第117話 老獪なるジャヒール


【早い! 気をつけろ!】


【囲い込め! 各個撃破をされるな!】


 最低でもゴブリンロードで構成されているせいか、それなりにまともな指示や怒号が飛び交っている。

 ゴブリンはある程度上のクラスでないと、おつむが足りない感じの奴が多い。

 それでもゴブリンロードともなると、普通の人間とそう変わらない程度にはマシになる。


 周囲にはゴブリンが二十体程。

 そしてこれまでのゴブリンには見られなかった、連携プレイを見せながら攻撃をしてくる。


「まあ無駄なんだけど」


 ゴブリン達が手に持つ武器に統一感はなく、剣や槍、斧などを手にしており、恐らくは各人の好きな装備をしていると思われる。

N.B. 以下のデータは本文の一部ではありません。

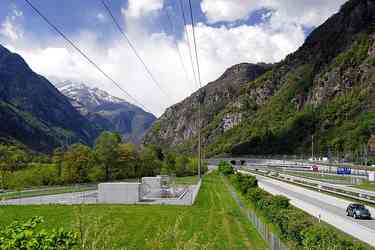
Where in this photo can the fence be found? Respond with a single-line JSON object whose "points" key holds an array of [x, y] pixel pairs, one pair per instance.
{"points": [[194, 191], [273, 241], [263, 229]]}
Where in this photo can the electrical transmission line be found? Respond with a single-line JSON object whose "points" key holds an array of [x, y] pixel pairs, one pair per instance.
{"points": [[118, 26], [176, 45], [188, 42], [199, 92], [84, 55]]}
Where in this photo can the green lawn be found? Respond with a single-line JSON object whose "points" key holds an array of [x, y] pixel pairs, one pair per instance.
{"points": [[214, 222], [367, 186], [46, 191], [188, 180]]}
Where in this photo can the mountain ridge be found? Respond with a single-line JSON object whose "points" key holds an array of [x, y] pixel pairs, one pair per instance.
{"points": [[109, 112], [33, 112], [317, 90]]}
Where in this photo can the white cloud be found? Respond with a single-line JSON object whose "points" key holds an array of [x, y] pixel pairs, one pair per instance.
{"points": [[139, 8], [218, 49], [303, 12], [10, 28], [101, 17]]}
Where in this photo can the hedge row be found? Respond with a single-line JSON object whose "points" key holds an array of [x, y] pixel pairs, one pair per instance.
{"points": [[301, 230]]}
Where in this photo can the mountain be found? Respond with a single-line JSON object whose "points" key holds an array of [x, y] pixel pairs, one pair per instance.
{"points": [[179, 123], [33, 112], [325, 90], [109, 112]]}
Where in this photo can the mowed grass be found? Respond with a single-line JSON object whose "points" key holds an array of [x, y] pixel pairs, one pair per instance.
{"points": [[188, 180], [48, 191], [214, 222]]}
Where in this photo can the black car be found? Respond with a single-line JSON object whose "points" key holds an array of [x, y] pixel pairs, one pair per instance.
{"points": [[358, 211]]}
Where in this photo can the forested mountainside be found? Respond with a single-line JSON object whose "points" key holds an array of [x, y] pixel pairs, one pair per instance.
{"points": [[109, 112], [326, 89], [33, 112], [179, 123]]}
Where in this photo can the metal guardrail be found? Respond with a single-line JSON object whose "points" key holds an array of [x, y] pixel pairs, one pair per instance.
{"points": [[356, 195]]}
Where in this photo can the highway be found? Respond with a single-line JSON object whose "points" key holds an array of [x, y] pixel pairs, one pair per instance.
{"points": [[330, 209]]}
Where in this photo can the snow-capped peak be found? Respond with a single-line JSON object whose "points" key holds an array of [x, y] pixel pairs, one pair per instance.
{"points": [[87, 96]]}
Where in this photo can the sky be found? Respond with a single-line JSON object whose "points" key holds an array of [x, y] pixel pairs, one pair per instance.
{"points": [[227, 32]]}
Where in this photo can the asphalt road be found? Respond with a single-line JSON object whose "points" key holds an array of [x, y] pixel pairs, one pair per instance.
{"points": [[330, 209]]}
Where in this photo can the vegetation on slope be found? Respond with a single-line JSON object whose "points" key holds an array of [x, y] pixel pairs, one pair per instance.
{"points": [[110, 159], [284, 124], [213, 222], [301, 230]]}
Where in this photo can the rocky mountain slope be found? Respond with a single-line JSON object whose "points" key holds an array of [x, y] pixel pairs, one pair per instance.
{"points": [[179, 124], [326, 89], [33, 112], [109, 112]]}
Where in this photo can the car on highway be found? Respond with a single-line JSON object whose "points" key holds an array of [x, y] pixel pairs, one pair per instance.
{"points": [[358, 211]]}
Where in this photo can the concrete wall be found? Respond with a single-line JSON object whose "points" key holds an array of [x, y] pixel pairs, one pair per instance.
{"points": [[154, 183], [119, 193]]}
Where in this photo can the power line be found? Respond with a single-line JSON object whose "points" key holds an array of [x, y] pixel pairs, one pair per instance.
{"points": [[107, 8], [195, 43], [83, 54], [188, 42], [199, 93], [176, 45]]}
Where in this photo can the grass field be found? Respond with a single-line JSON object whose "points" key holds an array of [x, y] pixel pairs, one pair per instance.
{"points": [[214, 222], [46, 191], [50, 190]]}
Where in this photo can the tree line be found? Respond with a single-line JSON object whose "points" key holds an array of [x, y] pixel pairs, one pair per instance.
{"points": [[109, 159], [298, 229]]}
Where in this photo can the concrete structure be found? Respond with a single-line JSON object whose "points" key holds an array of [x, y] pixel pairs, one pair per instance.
{"points": [[119, 193], [153, 183]]}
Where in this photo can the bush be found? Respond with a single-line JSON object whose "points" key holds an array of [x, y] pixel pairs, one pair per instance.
{"points": [[292, 224], [245, 182], [225, 168], [27, 236]]}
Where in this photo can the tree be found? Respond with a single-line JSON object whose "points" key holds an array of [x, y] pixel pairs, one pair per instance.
{"points": [[106, 152], [149, 162], [11, 159], [182, 168], [127, 162], [57, 159], [77, 163]]}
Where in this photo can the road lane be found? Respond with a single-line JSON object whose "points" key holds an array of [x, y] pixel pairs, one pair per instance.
{"points": [[330, 209]]}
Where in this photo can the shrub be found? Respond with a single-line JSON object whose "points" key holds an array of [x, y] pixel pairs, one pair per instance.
{"points": [[225, 168], [245, 182], [26, 236]]}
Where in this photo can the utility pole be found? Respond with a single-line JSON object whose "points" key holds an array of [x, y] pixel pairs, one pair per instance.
{"points": [[199, 138], [312, 147]]}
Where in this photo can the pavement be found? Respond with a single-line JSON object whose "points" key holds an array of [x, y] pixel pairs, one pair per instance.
{"points": [[328, 208]]}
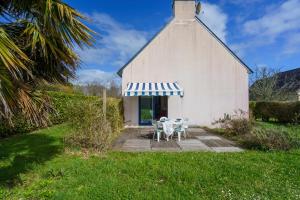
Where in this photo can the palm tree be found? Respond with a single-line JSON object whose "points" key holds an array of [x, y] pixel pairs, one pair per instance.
{"points": [[37, 42]]}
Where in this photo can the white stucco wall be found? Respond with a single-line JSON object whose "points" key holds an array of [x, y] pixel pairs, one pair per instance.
{"points": [[214, 81]]}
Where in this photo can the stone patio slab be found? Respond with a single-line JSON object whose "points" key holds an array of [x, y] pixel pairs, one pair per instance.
{"points": [[208, 137], [226, 149], [193, 145], [137, 145]]}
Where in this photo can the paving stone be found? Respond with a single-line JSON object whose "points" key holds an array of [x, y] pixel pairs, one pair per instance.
{"points": [[227, 149], [193, 145], [166, 149], [208, 137], [217, 143]]}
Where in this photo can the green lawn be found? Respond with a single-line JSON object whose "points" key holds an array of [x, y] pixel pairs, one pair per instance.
{"points": [[35, 167]]}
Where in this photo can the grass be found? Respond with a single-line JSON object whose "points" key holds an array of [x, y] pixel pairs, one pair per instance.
{"points": [[36, 167]]}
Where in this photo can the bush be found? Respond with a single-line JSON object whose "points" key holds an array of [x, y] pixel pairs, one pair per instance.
{"points": [[62, 102], [237, 124], [263, 139], [90, 129], [283, 112]]}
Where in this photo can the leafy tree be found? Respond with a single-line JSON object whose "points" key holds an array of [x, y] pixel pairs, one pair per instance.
{"points": [[267, 85], [37, 42]]}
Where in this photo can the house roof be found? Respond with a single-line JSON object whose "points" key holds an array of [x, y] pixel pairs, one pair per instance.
{"points": [[201, 23]]}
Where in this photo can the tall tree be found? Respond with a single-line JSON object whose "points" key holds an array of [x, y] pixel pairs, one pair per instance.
{"points": [[37, 42]]}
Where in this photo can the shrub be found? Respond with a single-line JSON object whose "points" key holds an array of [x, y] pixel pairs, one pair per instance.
{"points": [[62, 102], [237, 124], [283, 112], [90, 129]]}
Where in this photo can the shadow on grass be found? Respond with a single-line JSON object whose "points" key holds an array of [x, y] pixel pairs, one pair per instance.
{"points": [[21, 154]]}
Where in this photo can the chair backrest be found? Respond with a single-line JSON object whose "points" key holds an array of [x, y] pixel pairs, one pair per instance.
{"points": [[185, 122], [163, 119]]}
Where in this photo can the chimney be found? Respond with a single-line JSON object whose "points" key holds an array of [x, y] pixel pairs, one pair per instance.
{"points": [[184, 9]]}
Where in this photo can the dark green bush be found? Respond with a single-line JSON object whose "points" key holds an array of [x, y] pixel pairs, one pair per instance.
{"points": [[61, 102], [283, 112], [90, 130]]}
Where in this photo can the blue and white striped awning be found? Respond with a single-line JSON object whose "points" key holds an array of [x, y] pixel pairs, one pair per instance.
{"points": [[153, 89]]}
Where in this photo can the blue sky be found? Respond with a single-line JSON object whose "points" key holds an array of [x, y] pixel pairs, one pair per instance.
{"points": [[261, 32]]}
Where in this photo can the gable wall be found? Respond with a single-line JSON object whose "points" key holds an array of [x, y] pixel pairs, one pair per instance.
{"points": [[214, 82]]}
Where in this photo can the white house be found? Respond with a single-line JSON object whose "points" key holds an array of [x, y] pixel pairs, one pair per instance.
{"points": [[184, 71]]}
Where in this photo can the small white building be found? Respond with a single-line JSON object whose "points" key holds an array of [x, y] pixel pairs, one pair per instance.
{"points": [[185, 71]]}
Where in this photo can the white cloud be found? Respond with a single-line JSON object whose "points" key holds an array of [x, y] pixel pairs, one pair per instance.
{"points": [[278, 21], [279, 24], [95, 76], [293, 44], [215, 19], [116, 44]]}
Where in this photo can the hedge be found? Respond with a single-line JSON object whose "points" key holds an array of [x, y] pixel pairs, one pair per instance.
{"points": [[61, 102], [283, 112]]}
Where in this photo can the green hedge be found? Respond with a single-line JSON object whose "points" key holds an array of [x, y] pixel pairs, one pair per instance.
{"points": [[283, 112], [61, 102]]}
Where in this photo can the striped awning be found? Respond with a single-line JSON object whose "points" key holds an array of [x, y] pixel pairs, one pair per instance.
{"points": [[153, 89]]}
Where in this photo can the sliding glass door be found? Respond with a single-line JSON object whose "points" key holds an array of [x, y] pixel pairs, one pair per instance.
{"points": [[145, 110]]}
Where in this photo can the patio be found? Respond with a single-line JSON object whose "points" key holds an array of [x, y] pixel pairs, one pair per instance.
{"points": [[140, 140]]}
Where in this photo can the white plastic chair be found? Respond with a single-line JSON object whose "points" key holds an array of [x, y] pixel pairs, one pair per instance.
{"points": [[163, 119], [179, 130], [158, 130], [168, 129], [185, 126]]}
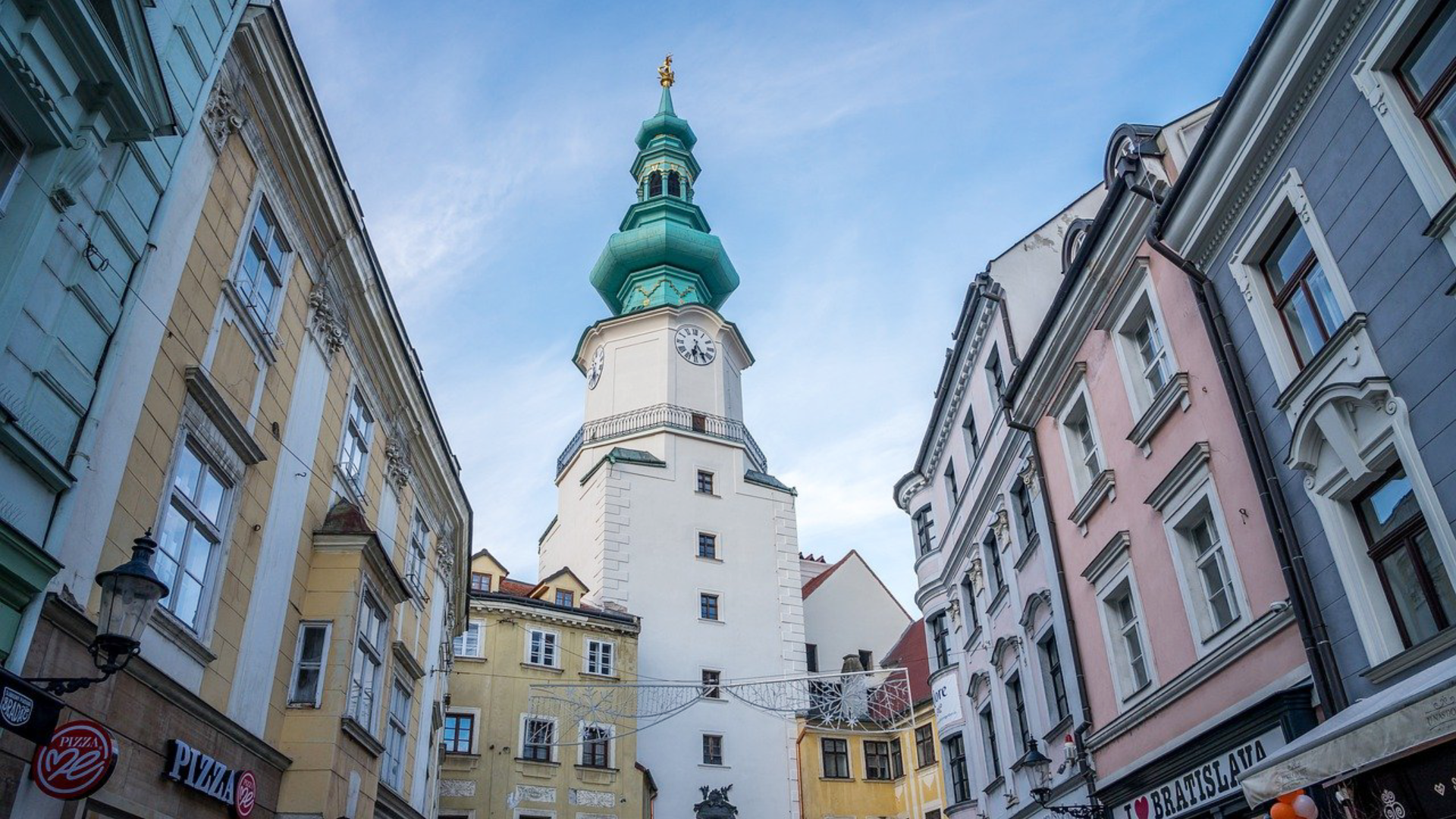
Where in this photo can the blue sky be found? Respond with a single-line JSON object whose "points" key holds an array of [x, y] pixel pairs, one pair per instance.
{"points": [[861, 164]]}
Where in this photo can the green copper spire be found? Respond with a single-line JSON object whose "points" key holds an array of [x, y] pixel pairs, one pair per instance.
{"points": [[663, 253]]}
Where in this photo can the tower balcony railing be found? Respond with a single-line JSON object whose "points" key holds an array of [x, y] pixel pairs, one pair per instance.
{"points": [[666, 417]]}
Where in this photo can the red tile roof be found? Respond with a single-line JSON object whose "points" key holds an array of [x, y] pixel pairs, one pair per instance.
{"points": [[517, 588], [910, 651], [819, 579]]}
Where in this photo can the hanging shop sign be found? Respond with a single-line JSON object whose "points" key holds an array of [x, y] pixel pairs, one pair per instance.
{"points": [[25, 710], [946, 700], [1201, 784], [204, 774], [76, 763]]}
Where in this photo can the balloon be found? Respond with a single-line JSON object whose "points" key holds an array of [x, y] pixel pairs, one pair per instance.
{"points": [[1283, 811]]}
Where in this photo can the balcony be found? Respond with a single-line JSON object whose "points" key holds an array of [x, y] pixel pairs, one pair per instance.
{"points": [[663, 417]]}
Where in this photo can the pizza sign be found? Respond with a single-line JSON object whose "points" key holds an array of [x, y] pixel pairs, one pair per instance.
{"points": [[206, 774], [76, 763]]}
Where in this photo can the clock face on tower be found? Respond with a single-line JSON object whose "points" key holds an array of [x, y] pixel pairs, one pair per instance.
{"points": [[696, 346], [599, 362]]}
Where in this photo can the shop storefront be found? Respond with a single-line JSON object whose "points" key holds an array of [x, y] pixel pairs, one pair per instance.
{"points": [[1391, 755], [1200, 779], [174, 755]]}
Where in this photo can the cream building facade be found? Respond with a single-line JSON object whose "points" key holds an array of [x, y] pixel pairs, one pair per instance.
{"points": [[664, 502], [283, 447], [501, 761]]}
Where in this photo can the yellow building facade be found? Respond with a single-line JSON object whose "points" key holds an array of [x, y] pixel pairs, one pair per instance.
{"points": [[862, 776], [290, 465], [501, 761]]}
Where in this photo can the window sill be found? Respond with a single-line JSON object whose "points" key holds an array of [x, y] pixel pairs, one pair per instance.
{"points": [[1410, 657], [1103, 487], [178, 632], [541, 668], [1161, 409], [359, 733]]}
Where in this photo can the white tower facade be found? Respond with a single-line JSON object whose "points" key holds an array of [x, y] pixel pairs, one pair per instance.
{"points": [[667, 510]]}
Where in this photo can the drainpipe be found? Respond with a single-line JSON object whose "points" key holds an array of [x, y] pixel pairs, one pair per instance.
{"points": [[1055, 545], [1308, 617]]}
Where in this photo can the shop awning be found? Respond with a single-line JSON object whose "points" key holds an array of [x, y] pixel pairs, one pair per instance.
{"points": [[1404, 717]]}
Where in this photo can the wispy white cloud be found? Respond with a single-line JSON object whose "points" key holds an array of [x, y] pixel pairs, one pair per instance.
{"points": [[862, 162]]}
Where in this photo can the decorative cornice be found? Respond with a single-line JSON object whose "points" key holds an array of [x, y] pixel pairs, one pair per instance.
{"points": [[1172, 394], [1103, 487], [1111, 554], [327, 321], [206, 395], [1178, 477], [1034, 602], [221, 118], [1273, 145], [1341, 349]]}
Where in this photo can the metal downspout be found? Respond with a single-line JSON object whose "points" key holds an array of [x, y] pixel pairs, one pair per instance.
{"points": [[1055, 544]]}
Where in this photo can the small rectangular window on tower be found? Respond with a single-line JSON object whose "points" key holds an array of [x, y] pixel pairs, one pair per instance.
{"points": [[707, 607]]}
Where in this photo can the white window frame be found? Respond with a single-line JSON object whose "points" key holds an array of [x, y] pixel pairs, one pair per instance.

 全員が槍を持って槍衾で構えるとか、そういった組織的な動きはない。

 ただ個人がバラバラで動きながら、拙い連携を取っているだけな感じだ。


【くっ、攻撃が当たらん!?】


【そっちいったぞ!】


 すっかり俺に翻弄されてるゴブリンロード達。

 しかしそこへついに本命が動き出した。


【何をぼさっとしておる。ここは我らに任せい】


【然り! 我らゴブリンキングの手にかかれば、人間など一捻りよ】


 そう言って現れたのは、こん棒のようなものを手にしたゴブリンキングと斧を手にしたゴブリンキングだ。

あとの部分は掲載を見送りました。